I am experimenting with clojure's lazy sequences. In order to see when the evaluation of an item would occur, I created a function called square that prints the result before returning it. I then apply this function to a vector using map.
(defn square [x]
(let [result (* x x)]
(println "printing " result)
result))
(def s (map square [1 2 3 4 5])) ; outputs nothing
Here in my declaration of s, the REPL does not output anything. This signals that the computation has not started yet. This appears to be correct. I then do:
(first s)
The function "first" takes only the first item. So I expect that only 1 will be evaluated. My expectation is the REPL will output the following:
printing 1
1
However, the REPL outputted the following instead.
printing 1
printing 4
printing 9
printing 16
printing 25
1
So rather than evaluating only the first item, it seems it evaluates all items, even though I am accessing just the first item.
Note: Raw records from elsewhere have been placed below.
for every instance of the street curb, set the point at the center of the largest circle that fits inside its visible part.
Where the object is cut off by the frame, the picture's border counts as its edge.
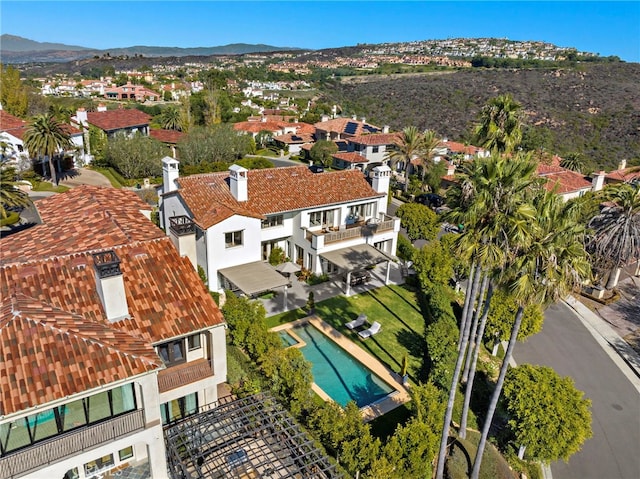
(627, 360)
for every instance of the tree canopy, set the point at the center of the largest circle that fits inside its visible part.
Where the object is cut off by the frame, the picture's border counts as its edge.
(547, 414)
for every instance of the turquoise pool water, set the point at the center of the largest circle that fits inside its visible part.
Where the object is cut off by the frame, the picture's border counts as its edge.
(338, 373)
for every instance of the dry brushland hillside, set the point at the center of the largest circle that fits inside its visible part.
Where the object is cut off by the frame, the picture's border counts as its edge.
(593, 109)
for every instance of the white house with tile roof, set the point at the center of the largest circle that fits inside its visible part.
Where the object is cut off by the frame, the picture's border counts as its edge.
(240, 215)
(106, 334)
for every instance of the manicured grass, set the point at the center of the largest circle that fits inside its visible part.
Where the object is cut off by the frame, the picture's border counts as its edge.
(394, 307)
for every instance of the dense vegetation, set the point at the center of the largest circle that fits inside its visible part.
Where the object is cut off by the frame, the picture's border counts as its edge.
(593, 109)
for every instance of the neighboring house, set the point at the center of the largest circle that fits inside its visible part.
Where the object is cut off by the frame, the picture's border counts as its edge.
(111, 122)
(624, 174)
(12, 130)
(328, 223)
(342, 128)
(566, 183)
(294, 142)
(365, 152)
(169, 137)
(107, 334)
(275, 127)
(131, 92)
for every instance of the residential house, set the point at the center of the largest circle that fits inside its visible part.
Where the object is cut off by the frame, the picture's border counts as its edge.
(107, 334)
(566, 183)
(343, 128)
(169, 137)
(131, 92)
(12, 130)
(328, 223)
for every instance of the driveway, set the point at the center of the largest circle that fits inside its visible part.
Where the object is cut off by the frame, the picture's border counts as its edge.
(567, 346)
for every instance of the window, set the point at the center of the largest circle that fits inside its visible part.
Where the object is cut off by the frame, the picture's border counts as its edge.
(125, 453)
(179, 408)
(272, 221)
(233, 239)
(193, 342)
(172, 352)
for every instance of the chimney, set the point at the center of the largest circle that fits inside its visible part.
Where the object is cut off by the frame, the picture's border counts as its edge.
(182, 231)
(381, 179)
(598, 181)
(238, 182)
(81, 116)
(110, 285)
(170, 174)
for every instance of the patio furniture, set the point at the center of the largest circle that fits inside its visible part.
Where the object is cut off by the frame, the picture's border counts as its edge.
(372, 330)
(356, 323)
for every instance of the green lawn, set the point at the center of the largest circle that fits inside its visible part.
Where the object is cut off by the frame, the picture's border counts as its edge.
(394, 307)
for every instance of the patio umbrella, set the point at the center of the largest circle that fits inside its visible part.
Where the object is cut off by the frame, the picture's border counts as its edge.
(288, 267)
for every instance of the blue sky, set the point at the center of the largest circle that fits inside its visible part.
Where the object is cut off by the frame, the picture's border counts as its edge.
(607, 28)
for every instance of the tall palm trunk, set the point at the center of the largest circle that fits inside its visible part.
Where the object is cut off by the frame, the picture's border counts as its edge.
(474, 328)
(469, 298)
(496, 394)
(474, 362)
(464, 333)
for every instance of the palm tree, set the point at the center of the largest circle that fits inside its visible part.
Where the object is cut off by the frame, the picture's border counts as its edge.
(408, 146)
(430, 142)
(547, 267)
(615, 240)
(500, 125)
(171, 118)
(573, 162)
(46, 137)
(10, 195)
(491, 200)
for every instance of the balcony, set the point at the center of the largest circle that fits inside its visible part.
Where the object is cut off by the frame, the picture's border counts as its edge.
(372, 227)
(183, 374)
(69, 444)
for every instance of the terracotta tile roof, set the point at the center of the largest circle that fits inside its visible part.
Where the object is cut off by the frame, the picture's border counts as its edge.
(117, 119)
(82, 219)
(456, 147)
(270, 191)
(351, 157)
(625, 175)
(377, 139)
(566, 181)
(346, 126)
(49, 354)
(295, 138)
(166, 136)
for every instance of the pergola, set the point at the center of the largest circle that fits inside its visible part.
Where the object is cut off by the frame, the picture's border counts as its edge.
(251, 437)
(358, 257)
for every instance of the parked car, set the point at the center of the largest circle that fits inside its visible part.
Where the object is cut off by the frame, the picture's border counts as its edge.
(430, 199)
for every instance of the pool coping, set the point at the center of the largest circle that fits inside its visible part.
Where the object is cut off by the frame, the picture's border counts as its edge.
(398, 397)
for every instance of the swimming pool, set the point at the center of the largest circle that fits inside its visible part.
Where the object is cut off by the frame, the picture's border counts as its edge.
(342, 377)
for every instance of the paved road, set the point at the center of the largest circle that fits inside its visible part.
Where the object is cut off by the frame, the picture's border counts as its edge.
(567, 346)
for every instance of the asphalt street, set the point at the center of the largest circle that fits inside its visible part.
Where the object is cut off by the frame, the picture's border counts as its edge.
(569, 348)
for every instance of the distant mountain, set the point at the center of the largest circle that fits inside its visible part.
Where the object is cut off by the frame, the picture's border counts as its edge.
(14, 49)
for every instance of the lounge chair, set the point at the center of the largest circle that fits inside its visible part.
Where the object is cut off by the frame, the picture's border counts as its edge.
(356, 323)
(373, 329)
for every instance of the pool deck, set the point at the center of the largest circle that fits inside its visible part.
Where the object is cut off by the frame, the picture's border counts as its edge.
(383, 406)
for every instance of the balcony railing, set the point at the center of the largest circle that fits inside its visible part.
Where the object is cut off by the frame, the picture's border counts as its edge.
(69, 444)
(185, 373)
(349, 232)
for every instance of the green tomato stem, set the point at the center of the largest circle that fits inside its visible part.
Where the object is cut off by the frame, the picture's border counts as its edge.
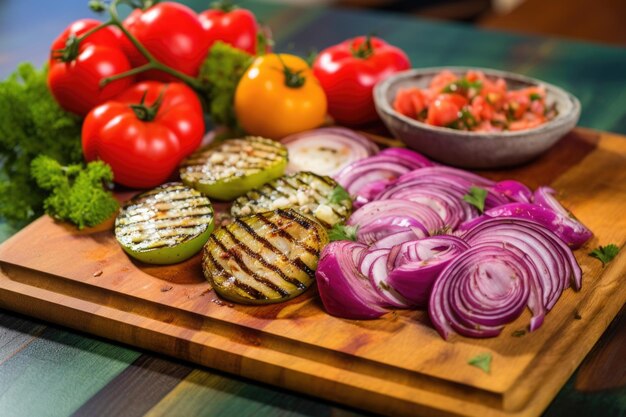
(293, 79)
(153, 63)
(72, 44)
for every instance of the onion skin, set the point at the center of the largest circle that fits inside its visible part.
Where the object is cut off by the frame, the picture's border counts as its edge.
(416, 265)
(411, 157)
(344, 291)
(572, 232)
(383, 168)
(479, 292)
(350, 147)
(512, 190)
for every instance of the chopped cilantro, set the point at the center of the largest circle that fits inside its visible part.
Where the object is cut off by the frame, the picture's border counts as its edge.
(77, 194)
(482, 361)
(476, 197)
(339, 195)
(605, 253)
(342, 232)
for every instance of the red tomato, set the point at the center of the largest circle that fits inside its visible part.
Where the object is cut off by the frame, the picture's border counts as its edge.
(236, 27)
(172, 33)
(445, 109)
(348, 72)
(74, 79)
(144, 144)
(134, 56)
(410, 102)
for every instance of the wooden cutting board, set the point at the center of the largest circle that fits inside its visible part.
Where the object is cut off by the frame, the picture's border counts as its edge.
(397, 365)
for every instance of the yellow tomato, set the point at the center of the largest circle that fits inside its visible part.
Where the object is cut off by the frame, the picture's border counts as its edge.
(279, 95)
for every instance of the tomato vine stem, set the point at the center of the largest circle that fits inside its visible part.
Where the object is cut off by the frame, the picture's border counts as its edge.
(152, 64)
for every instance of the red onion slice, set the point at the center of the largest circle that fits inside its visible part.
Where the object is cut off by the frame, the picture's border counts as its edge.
(411, 157)
(381, 169)
(378, 219)
(327, 150)
(573, 232)
(344, 291)
(512, 190)
(396, 239)
(415, 265)
(552, 264)
(479, 292)
(374, 265)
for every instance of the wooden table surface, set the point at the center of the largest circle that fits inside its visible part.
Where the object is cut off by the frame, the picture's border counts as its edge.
(47, 370)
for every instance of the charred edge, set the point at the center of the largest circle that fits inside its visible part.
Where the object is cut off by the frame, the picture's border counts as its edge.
(290, 215)
(287, 236)
(184, 237)
(208, 215)
(320, 199)
(274, 249)
(253, 293)
(127, 229)
(234, 255)
(263, 262)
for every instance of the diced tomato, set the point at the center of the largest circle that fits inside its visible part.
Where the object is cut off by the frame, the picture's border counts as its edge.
(441, 81)
(474, 102)
(445, 109)
(410, 102)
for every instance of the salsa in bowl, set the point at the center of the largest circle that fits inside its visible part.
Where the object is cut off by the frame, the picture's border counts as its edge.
(513, 139)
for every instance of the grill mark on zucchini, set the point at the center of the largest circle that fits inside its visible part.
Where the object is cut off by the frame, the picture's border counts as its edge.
(165, 217)
(316, 192)
(253, 293)
(270, 185)
(258, 153)
(302, 221)
(232, 254)
(319, 199)
(297, 262)
(263, 262)
(127, 222)
(291, 239)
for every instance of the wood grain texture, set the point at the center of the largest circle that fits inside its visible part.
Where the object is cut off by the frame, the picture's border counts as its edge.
(605, 367)
(149, 378)
(84, 280)
(596, 20)
(56, 358)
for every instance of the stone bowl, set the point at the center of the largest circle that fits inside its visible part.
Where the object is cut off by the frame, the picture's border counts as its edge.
(475, 149)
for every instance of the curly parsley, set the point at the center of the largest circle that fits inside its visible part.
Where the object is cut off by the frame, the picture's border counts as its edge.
(31, 124)
(76, 192)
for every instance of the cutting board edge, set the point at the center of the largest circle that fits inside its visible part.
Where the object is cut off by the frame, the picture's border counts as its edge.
(519, 394)
(99, 320)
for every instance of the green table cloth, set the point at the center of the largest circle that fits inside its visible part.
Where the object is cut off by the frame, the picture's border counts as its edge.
(47, 370)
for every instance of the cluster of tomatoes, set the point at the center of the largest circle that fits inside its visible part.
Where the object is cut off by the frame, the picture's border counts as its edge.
(134, 81)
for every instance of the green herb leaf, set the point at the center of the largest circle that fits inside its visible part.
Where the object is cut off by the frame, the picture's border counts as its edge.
(605, 253)
(77, 193)
(220, 73)
(342, 232)
(31, 124)
(338, 195)
(476, 197)
(482, 361)
(463, 86)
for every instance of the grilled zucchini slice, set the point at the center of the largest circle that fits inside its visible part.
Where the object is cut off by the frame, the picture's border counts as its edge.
(165, 225)
(231, 168)
(309, 193)
(264, 258)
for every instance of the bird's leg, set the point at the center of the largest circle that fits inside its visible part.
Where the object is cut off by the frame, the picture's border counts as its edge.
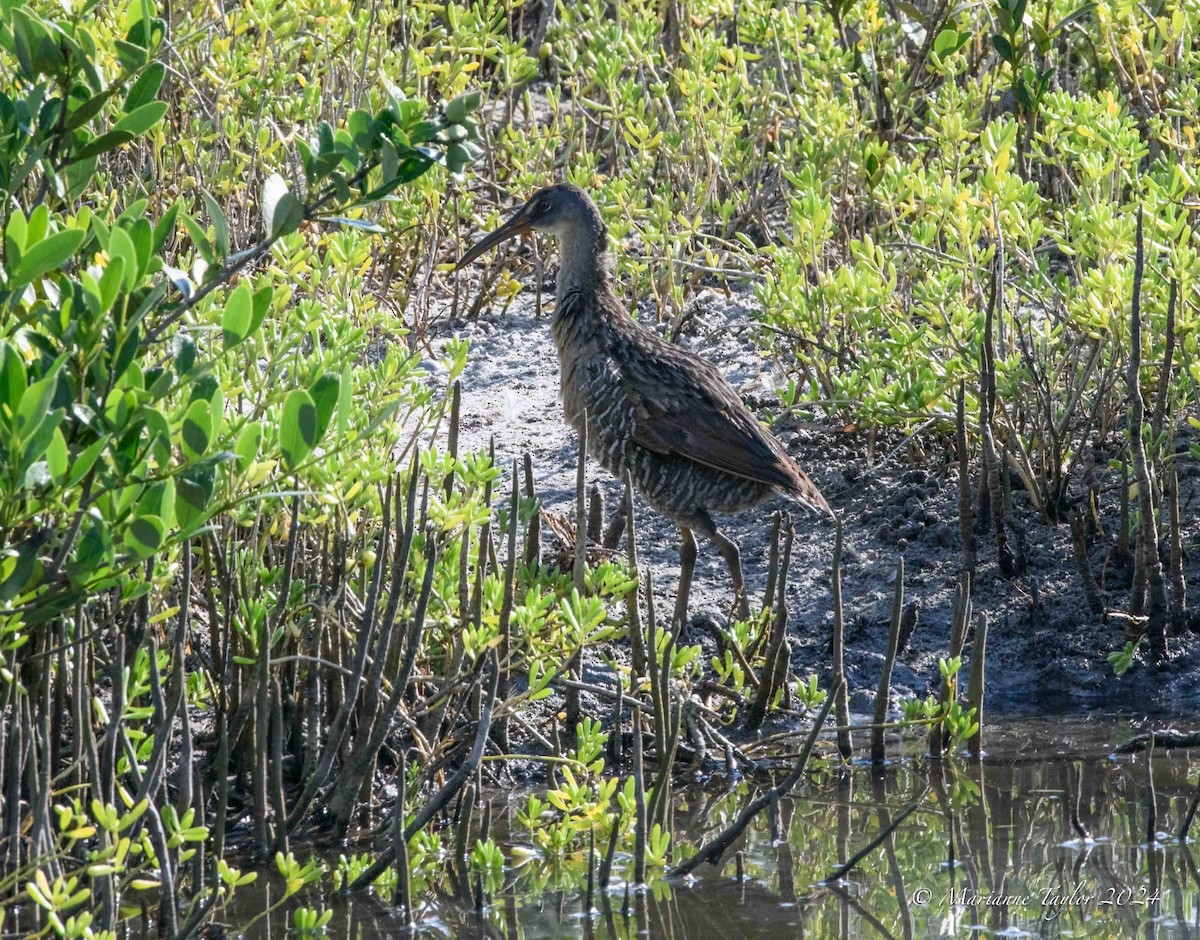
(729, 549)
(688, 552)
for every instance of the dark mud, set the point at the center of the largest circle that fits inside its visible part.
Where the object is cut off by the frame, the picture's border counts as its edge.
(1047, 652)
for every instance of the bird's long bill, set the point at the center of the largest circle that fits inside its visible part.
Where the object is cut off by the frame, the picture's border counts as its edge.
(515, 226)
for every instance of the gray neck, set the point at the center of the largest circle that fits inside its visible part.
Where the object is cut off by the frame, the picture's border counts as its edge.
(583, 261)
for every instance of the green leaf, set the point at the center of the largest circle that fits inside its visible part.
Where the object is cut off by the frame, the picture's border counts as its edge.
(345, 399)
(143, 90)
(47, 255)
(197, 431)
(120, 245)
(35, 403)
(298, 426)
(85, 461)
(947, 42)
(102, 144)
(325, 393)
(183, 349)
(16, 570)
(57, 455)
(12, 379)
(145, 536)
(220, 227)
(142, 119)
(249, 441)
(238, 316)
(1002, 47)
(282, 211)
(262, 306)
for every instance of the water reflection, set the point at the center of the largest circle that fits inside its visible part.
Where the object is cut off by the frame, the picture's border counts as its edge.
(1078, 844)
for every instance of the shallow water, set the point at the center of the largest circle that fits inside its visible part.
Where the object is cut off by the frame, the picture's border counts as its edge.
(991, 850)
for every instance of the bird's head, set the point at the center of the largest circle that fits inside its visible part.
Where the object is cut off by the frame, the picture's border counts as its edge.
(563, 210)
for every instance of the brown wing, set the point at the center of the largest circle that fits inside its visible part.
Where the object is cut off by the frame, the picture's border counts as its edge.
(682, 405)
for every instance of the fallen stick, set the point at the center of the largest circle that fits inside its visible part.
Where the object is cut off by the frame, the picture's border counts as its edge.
(715, 848)
(871, 845)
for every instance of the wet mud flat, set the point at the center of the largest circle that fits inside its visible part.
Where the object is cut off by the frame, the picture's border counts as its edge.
(1037, 839)
(1047, 653)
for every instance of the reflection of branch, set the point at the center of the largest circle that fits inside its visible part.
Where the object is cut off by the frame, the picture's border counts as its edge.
(451, 786)
(714, 849)
(837, 875)
(863, 912)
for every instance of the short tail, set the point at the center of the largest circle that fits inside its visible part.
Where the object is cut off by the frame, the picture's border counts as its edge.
(805, 492)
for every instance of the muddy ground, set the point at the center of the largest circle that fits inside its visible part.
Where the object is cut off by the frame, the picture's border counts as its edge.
(1047, 653)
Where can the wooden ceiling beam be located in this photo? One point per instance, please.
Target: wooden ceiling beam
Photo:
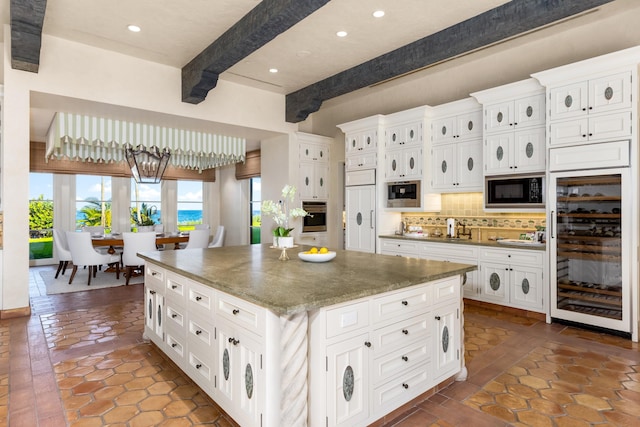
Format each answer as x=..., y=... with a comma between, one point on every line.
x=27, y=17
x=511, y=19
x=258, y=27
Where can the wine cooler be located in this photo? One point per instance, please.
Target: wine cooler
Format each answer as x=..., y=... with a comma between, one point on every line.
x=589, y=247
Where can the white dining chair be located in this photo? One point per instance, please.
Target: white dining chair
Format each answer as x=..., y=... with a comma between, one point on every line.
x=83, y=254
x=198, y=239
x=62, y=250
x=133, y=244
x=218, y=238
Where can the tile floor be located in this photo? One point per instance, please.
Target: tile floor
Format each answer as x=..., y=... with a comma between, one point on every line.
x=79, y=360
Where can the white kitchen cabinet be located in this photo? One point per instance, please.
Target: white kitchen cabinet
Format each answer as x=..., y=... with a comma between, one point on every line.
x=154, y=304
x=457, y=167
x=515, y=152
x=465, y=125
x=403, y=164
x=513, y=277
x=360, y=218
x=239, y=373
x=514, y=128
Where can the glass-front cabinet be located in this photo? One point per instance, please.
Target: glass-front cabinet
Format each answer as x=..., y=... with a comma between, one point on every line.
x=590, y=271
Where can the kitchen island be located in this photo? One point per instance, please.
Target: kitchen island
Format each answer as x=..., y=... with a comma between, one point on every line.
x=284, y=343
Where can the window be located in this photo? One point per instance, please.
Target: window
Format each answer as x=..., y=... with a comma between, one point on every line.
x=254, y=209
x=189, y=204
x=40, y=215
x=146, y=202
x=93, y=201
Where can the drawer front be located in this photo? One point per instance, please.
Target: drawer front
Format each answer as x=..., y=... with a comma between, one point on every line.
x=400, y=246
x=200, y=331
x=176, y=288
x=400, y=334
x=401, y=304
x=447, y=290
x=347, y=318
x=175, y=316
x=242, y=313
x=401, y=389
x=451, y=252
x=200, y=299
x=401, y=360
x=154, y=276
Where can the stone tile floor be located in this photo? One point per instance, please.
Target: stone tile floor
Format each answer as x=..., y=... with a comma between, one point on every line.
x=80, y=360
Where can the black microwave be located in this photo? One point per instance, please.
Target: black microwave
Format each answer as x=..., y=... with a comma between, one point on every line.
x=514, y=192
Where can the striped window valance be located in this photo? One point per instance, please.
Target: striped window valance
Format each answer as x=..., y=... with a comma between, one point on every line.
x=98, y=139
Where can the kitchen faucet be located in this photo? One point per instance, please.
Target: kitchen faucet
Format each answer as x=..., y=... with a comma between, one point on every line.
x=465, y=232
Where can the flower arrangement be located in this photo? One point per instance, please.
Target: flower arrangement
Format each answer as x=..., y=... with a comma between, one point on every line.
x=282, y=213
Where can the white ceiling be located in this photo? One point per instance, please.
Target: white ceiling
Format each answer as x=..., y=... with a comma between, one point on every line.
x=174, y=31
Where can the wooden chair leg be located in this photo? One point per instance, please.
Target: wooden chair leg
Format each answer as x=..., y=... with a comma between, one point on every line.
x=73, y=273
x=59, y=268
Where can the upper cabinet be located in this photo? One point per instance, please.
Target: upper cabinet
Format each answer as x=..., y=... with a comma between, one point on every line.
x=313, y=176
x=514, y=128
x=591, y=101
x=456, y=146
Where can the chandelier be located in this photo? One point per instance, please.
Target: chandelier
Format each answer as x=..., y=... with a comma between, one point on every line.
x=147, y=165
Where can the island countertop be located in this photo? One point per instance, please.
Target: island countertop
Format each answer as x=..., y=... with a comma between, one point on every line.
x=254, y=273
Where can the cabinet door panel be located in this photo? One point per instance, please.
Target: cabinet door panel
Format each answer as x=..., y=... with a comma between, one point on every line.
x=469, y=165
x=529, y=150
x=610, y=93
x=348, y=382
x=568, y=101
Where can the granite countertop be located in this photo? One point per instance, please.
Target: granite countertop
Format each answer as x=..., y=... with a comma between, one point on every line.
x=462, y=241
x=254, y=273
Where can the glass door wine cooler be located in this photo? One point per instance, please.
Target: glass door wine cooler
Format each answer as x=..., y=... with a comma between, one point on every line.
x=590, y=273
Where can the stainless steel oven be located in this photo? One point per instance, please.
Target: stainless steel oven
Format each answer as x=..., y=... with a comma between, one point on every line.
x=317, y=218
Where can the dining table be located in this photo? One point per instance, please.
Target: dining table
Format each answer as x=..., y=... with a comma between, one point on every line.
x=116, y=240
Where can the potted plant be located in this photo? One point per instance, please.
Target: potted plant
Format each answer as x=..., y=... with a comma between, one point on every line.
x=282, y=213
x=143, y=217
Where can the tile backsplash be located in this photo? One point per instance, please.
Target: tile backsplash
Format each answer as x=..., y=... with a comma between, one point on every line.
x=468, y=208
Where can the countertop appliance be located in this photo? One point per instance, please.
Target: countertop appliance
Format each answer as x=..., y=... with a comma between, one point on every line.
x=404, y=194
x=514, y=192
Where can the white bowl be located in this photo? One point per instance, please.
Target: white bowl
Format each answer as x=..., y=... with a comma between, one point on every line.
x=317, y=257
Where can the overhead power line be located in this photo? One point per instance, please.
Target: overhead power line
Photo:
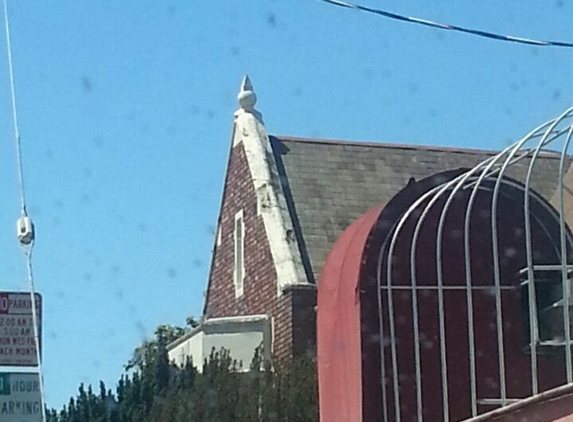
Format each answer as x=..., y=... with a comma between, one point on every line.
x=448, y=27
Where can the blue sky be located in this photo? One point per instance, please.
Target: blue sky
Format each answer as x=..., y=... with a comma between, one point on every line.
x=126, y=113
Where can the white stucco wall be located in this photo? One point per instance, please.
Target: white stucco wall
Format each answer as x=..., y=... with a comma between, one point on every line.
x=240, y=335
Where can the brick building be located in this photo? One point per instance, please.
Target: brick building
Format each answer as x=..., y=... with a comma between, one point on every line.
x=287, y=204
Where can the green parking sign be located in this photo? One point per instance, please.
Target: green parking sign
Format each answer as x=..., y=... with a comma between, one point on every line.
x=4, y=384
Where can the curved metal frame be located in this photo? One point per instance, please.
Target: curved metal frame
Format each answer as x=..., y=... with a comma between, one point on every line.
x=492, y=169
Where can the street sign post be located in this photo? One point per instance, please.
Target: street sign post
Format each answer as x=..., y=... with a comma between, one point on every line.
x=20, y=397
x=17, y=343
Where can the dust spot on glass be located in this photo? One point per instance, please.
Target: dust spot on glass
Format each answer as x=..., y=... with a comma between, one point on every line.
x=87, y=84
x=119, y=293
x=510, y=252
x=141, y=328
x=272, y=20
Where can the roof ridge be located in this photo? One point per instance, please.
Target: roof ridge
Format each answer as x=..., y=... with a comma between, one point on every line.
x=545, y=153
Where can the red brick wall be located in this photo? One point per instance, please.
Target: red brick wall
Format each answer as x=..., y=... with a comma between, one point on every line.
x=260, y=287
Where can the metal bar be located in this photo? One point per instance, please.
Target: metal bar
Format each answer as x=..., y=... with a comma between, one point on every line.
x=564, y=261
x=467, y=258
x=422, y=287
x=381, y=330
x=532, y=302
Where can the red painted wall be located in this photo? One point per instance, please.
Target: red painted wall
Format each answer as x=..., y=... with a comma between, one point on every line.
x=517, y=362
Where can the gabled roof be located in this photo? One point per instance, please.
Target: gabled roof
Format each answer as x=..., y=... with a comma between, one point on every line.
x=329, y=184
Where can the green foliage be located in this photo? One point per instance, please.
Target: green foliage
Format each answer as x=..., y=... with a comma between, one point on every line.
x=156, y=391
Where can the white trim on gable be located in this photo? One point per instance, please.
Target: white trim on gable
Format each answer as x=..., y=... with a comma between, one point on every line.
x=239, y=254
x=271, y=203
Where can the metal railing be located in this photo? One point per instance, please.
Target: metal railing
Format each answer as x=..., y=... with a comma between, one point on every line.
x=432, y=209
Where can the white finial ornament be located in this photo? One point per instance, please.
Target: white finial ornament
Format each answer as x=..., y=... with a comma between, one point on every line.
x=247, y=97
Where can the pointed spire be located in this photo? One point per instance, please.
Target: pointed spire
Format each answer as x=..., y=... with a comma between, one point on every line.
x=247, y=97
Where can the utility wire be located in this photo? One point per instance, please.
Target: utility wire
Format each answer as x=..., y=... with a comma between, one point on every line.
x=26, y=246
x=448, y=27
x=15, y=114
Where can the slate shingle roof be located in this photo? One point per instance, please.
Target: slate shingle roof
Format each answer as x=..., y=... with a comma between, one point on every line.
x=329, y=184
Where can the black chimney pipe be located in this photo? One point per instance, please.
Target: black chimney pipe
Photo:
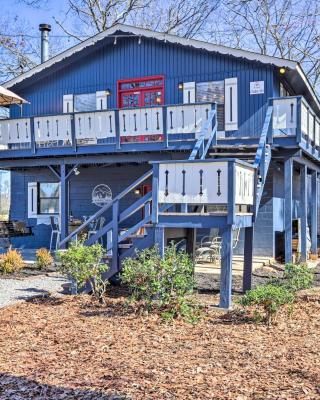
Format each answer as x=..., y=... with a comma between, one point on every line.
x=44, y=29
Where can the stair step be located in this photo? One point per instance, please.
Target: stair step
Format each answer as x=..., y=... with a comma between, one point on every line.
x=137, y=236
x=125, y=245
x=235, y=154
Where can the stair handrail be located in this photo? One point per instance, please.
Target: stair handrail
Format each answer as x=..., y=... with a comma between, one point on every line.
x=132, y=209
x=203, y=134
x=263, y=157
x=102, y=210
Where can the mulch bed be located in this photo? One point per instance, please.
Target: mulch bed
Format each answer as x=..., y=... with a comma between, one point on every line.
x=72, y=348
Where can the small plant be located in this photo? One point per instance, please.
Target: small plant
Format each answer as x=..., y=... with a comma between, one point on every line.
x=43, y=258
x=297, y=277
x=162, y=283
x=83, y=265
x=270, y=298
x=11, y=262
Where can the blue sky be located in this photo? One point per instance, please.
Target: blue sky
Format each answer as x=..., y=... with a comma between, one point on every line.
x=36, y=16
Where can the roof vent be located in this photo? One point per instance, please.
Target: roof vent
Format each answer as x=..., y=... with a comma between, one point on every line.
x=44, y=29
If the state of a lazy sequence can only be either all values computed and no values computed, then how can it gain the advantages of lazy evaluation? I came from a scheme background and I was expecting more like the behavior of streams. Looks like I am mistaken. Can anyone explain what is going on?
Laziness isn't all-or-nothing, but some implementations of seq operate on 'chunks' of the input sequence (see here for an explanation). This is the case for vector which you can test for with chunked-seq?
:
(chunked-seq? (seq [1 2 3 4 5]))
When given a collection map
checks to see if the underlying sequence is chunked, and if so evaluates the result on a per-chunk basis instead of an element at a time.
The chunk size is usually 32 so you can see this behaviour by comparing the result of
(first (map square (vec (range 35))))
This should only display a message for the first 32 items and not the entire sequence.